Hazard: Slips, Trips and Falls
Wet, oily, muddy and icy surfaces increase the risk of slips, trips and falls. Workers might also be required to access platforms and equipment located high above the ground.
- Keep the job site clean and orderly, with walkways clear of clutter that can create trips hazards.
- Select, set up and use ladders safely.
- Use required fall protection when working from heights.
- Do not jump from truck beds or equipment.
For more ideas, read our 4 Tips for a Slip, Trip and Fall-Free Work Day.
Hazard: Workplace Violence
Workplace violence is a pervasive problem across industries. It is especially relevant in service industries such as health care, firefighting and emergency medical services, where workers serve potentially violent patients. In fact, about 70 percent of on-the-job assaults happen in health care, according to the Occupational Safety and Health Administration (OSHA).
Control: Promote Awareness
Violence is such a high-profile hazard in health care that OSHA issued prevention guidelines specifically for hospitals, clinics and home health care settings. The rest of us can follow general preventive measures like taking note of customers who linger without buying, leave and come back or go to a part of the store where it is difficult to see them. If someone looks suspicious, make friendly eye contact with them. Most importantly, don’t be a hero, and don’t chase the robber. Your life is more important than merchandise or money.
Like workplace violence, strains are common in all sectors of the service industry, but they are a high-profile issue in the health care industry. Nursing aides, orderlies and attendants record the highest rates of back strains. Employees are at risk when they lift, transfer and reposition patients, especially from awkward positions.
Control: Practice Safe Lifting Techniques
Health care workers and emergency responders are at high risk of back strains when lifting patients. Employers should implement a comprehensive safe patient handling program. Everyone else can practice safe lifting techniques such as bending at the knees instead of the waist, keeping the load close to our body, and pivoting instead of twisting.
Hazard: Potent Chemicals
People who work in nail salons, shoe repair shops, and house and pool cleaning businesses use products that include potent chemicals. Even everyday cleaning products can be harmful if not handled properly.

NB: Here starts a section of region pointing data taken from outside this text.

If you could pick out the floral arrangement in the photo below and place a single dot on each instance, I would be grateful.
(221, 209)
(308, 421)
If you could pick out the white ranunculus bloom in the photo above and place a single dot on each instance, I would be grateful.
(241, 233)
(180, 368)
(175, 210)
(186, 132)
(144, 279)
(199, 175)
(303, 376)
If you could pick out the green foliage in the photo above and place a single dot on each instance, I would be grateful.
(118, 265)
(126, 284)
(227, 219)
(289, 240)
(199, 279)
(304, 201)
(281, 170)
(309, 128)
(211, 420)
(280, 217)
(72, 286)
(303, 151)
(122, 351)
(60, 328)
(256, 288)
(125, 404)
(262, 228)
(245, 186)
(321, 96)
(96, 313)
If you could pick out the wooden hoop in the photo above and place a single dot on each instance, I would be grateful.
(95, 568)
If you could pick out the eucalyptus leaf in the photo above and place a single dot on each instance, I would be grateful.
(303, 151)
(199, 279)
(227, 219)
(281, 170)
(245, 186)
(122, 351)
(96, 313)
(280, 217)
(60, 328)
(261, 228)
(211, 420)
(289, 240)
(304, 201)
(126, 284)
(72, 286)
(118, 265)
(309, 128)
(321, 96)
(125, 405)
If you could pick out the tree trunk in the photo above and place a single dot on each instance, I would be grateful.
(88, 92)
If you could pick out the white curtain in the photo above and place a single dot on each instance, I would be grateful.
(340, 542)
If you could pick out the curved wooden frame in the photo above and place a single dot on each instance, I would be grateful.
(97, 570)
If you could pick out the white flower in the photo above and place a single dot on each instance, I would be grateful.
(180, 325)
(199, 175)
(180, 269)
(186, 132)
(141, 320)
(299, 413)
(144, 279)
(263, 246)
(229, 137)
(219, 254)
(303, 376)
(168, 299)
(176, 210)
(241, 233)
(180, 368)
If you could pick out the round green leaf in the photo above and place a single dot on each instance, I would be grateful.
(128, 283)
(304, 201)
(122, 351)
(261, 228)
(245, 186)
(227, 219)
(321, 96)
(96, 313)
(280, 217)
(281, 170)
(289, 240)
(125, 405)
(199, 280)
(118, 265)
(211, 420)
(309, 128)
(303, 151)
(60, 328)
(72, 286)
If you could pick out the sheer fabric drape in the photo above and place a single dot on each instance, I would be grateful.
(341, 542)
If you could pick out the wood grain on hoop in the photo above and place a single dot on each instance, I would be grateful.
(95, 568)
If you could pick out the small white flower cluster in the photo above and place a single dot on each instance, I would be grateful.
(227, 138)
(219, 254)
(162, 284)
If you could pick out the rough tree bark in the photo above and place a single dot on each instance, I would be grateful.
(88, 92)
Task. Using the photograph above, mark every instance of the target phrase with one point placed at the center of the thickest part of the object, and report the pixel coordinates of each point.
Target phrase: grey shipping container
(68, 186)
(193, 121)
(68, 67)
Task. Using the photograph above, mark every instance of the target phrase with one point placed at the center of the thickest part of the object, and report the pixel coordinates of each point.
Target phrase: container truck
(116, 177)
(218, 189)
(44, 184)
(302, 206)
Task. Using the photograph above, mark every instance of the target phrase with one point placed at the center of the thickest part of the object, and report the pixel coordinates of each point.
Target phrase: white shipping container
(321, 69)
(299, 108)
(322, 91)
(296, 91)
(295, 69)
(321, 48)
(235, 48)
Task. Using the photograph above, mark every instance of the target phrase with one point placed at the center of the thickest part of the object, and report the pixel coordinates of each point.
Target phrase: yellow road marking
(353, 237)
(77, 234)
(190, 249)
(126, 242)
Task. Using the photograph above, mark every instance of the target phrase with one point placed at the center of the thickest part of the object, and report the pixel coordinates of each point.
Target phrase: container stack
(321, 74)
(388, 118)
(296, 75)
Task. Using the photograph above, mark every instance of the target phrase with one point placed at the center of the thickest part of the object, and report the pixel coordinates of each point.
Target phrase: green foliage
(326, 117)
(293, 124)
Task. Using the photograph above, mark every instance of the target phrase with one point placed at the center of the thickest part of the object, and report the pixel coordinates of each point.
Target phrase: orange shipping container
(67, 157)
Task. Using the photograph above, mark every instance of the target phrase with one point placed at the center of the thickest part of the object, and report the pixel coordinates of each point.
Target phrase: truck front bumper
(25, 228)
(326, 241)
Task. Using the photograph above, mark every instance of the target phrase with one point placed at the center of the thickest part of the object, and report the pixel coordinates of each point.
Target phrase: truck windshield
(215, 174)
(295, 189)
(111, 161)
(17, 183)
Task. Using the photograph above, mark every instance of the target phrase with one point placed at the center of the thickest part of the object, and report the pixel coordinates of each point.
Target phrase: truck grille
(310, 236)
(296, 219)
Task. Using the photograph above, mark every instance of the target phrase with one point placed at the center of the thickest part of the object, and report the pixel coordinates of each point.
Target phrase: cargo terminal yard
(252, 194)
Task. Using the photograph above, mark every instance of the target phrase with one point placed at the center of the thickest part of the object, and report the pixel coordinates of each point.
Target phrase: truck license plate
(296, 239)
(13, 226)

Control: Comply With OSHA’s Hazard Communication Standard
By June 1, 2016, employers who use hazardous chemicals in their workplace must be in compliance with OSHA’s revised hazard communication standard. The standard helps ensure employees understand the risks associated with chemicals and know how to protect themselves.

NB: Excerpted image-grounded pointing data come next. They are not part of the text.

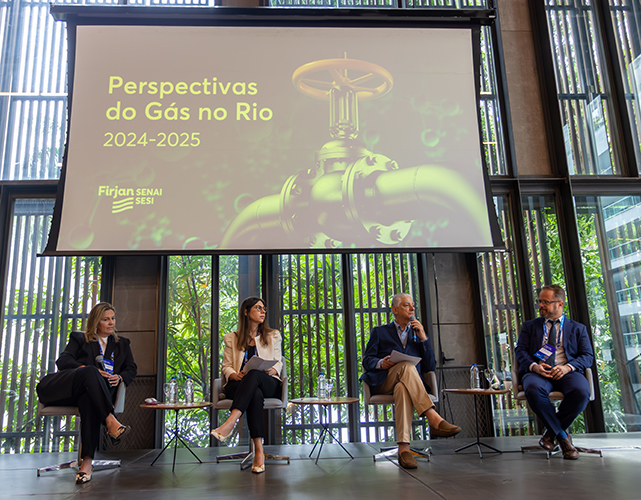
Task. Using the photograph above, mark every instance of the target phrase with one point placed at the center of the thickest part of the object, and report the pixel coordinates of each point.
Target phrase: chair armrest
(216, 390)
(285, 393)
(588, 375)
(367, 393)
(119, 405)
(430, 379)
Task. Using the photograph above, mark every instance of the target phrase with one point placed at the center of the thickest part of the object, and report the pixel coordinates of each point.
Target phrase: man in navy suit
(563, 371)
(406, 335)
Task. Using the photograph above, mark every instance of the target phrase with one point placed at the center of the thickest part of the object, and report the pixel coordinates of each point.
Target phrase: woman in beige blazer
(249, 389)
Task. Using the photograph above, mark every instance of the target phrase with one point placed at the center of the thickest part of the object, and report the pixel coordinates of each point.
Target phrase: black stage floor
(449, 475)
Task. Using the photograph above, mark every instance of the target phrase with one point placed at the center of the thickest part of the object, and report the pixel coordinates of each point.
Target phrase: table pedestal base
(478, 441)
(321, 439)
(175, 438)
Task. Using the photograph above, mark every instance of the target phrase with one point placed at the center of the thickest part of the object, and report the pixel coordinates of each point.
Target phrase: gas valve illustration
(352, 197)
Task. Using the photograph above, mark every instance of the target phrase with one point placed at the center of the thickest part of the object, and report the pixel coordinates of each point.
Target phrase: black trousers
(249, 394)
(92, 396)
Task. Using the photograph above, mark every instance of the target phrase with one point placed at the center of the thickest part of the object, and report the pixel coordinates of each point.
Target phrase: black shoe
(83, 477)
(445, 429)
(120, 432)
(547, 440)
(407, 460)
(568, 449)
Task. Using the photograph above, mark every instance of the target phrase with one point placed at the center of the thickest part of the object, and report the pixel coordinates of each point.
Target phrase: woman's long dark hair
(244, 335)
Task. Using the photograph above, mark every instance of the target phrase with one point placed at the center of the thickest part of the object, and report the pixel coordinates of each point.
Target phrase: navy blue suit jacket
(382, 341)
(576, 343)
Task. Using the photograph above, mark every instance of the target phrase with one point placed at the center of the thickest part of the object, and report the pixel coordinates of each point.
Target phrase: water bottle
(189, 391)
(322, 386)
(173, 391)
(475, 377)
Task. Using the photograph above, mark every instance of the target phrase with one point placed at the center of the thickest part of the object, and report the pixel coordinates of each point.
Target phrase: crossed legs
(404, 382)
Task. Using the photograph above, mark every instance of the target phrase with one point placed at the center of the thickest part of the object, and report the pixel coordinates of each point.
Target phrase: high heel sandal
(219, 436)
(120, 432)
(83, 477)
(258, 469)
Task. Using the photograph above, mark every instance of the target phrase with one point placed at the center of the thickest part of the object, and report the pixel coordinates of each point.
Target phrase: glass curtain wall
(376, 278)
(311, 288)
(586, 105)
(626, 21)
(502, 322)
(610, 231)
(45, 299)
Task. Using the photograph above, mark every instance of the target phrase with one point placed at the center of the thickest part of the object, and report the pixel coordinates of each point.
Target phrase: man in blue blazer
(563, 371)
(406, 335)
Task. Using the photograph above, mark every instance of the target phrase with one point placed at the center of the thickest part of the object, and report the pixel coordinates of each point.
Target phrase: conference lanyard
(546, 334)
(109, 363)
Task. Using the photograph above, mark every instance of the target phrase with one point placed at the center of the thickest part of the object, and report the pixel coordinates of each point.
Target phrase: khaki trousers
(404, 382)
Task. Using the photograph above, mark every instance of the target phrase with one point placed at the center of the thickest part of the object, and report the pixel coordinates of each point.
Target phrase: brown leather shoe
(445, 429)
(547, 441)
(568, 449)
(407, 460)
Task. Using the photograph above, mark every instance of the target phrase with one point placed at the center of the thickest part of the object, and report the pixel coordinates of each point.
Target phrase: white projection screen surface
(223, 139)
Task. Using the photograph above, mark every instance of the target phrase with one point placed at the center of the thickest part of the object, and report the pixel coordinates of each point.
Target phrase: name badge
(109, 366)
(545, 352)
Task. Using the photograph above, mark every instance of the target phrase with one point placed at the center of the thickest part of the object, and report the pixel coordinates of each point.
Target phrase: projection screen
(224, 139)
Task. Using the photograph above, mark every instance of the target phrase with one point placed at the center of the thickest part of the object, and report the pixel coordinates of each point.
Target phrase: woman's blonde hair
(95, 315)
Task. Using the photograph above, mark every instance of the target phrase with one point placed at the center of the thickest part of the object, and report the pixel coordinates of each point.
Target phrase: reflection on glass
(544, 249)
(626, 21)
(610, 232)
(502, 322)
(580, 78)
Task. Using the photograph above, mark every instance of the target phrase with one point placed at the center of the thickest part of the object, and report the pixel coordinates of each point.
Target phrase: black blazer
(57, 386)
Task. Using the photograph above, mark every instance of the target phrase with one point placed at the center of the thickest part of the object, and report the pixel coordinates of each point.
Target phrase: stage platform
(451, 476)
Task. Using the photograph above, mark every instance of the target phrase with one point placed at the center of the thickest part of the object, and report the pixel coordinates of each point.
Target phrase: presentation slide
(220, 139)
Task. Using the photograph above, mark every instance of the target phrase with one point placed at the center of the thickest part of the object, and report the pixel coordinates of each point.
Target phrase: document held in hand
(257, 363)
(397, 357)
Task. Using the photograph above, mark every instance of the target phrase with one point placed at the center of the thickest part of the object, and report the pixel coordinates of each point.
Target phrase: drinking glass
(166, 388)
(489, 376)
(330, 386)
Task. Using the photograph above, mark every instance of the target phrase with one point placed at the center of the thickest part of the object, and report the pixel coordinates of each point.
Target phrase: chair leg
(558, 450)
(589, 450)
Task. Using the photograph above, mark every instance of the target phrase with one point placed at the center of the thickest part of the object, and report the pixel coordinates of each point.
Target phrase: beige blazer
(233, 357)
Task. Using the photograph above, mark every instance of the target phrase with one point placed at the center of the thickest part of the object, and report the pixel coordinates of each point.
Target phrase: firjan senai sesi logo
(125, 198)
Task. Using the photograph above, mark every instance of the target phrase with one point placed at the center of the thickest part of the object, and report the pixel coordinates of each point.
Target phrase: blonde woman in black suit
(82, 382)
(249, 389)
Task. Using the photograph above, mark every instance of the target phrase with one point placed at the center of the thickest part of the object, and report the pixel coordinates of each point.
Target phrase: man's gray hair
(559, 293)
(396, 300)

Hazard: Bloodborne Pathogens
Bloodborne pathogens are infectious microorganisms in blood that can cause hepatitis, HIV and other life-threatening diseases. Service industry employees are at risk when they give shots to patients, handle contaminated clothing or personal protective equipment, and clean contaminated surfaces.
Control: Use Universal Precautions
Controlling bloodborne pathogen exposure starts with practicing universal precautions, which means treating all blood and potentially infectious materials as if they were infected. From there, use self-sheathing needles, sharps disposal containers, vaccinations and other preventive measures to control the risk of coming in contact with infected blood.
Hazard: Motor Vehicle Accidents
Motor vehicle accidents are the leading cause of workplace fatalities across industries. Emergency responders, bus drivers, taxi drivers and tow truck operators are just a few examples of service industry workers who log a lot of time behind the wheel, often driving at high speeds and maneuvering through congested streets.
Control: Remember the Basics
You can reduce your risk of being involved in a motor vehicle accident if you practice these basic principles:
- Buckle up every time, and make sure passengers do the same.
- Put cell phones and other distractions away.
- Never drive while drowsy.
- Control your speed, especially when driving on slippery roads, hauling heavy loads and negotiating curves in top-heavy industrial trucks.
- Keep your cool, even when other drivers get aggressive.
You can serve your employees by providing a safe, healthful workplace.